Während seiner Rede schlug der frühere Bundestagspräsident einen Bogen von aktuellen Krisen zu jenen, mit denen sich die Politik zu Beginn seiner Abgeordnetenlaufbahn konfrontiert sah: etwa von der russischen Invasion in die Ukraine zur Bedrohung durch die Sowjetunion während des Kalten Krieges und dem Nato-Doppelbeschluss. „Auch wenn sich Geschichte nicht wirklich wiederholt, lassen sich aus der distanzierten Betrachtung von Entwicklungen Entscheidungshilfen für Gegenwart und Zukunft gewinnen“, gab er zu Bedenken. So habe man etwa nach Wladimir Putins Überfall auf die Ukraine wieder lernen müssen, „dass Bereitschaft zur Zusammenarbeit und Partnerschaft nicht zum Verzicht auf Verteidigungs-, auf Abschreckungsfähigkeit führen darf“.

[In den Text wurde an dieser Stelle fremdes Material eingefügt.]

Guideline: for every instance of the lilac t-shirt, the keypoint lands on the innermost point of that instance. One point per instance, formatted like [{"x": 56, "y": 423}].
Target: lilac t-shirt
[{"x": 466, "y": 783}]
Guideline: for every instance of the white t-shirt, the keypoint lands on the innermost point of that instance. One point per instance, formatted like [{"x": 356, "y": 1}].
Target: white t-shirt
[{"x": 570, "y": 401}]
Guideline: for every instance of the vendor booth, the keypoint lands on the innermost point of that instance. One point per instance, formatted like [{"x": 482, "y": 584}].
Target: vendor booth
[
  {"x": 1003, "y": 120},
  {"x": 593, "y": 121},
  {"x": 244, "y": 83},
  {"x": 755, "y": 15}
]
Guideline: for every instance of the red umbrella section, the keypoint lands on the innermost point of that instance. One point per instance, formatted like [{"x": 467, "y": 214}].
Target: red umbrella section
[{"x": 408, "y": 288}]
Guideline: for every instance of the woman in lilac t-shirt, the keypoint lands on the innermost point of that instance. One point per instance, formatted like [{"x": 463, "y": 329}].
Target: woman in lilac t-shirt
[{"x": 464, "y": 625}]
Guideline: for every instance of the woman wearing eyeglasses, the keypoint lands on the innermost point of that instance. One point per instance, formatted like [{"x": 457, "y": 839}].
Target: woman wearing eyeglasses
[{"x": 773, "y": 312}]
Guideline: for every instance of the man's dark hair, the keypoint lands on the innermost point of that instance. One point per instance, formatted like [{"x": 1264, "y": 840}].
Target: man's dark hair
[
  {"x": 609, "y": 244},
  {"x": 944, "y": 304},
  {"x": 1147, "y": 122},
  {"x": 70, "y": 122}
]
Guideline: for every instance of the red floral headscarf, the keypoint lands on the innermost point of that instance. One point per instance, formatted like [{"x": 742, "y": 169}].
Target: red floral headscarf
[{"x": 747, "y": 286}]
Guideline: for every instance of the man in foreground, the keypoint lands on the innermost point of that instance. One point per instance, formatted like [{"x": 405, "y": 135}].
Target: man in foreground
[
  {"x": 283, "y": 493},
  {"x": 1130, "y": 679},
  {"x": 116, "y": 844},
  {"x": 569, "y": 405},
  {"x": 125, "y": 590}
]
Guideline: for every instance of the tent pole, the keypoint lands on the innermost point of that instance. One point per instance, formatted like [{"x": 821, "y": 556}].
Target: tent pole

„Chance für notwendige Änderungen“

Kritisch äußerte sich Schäuble über den „durch perfektionistische Überregulierung (…) in Vielem fast schon handlungsunfähig gewordenen Staat“. Er plädierte für eine breite öffentliche Debatte über eine Neuordnung der Aufgaben, auch zwischen Staat und Gesellschaft. Eine als handlungsfähig wahrgenommene Politik könne auch das Verständnis der Bürger fördern, „dass Demokratie eben eine Zumutung ist und nicht nur ein Supermarkt für Schnäppchenjäger“. Dass es neben Rechten auch Pflichten gebe und jeder seinen Beitrag für das Gemeinwohl leisten müsse.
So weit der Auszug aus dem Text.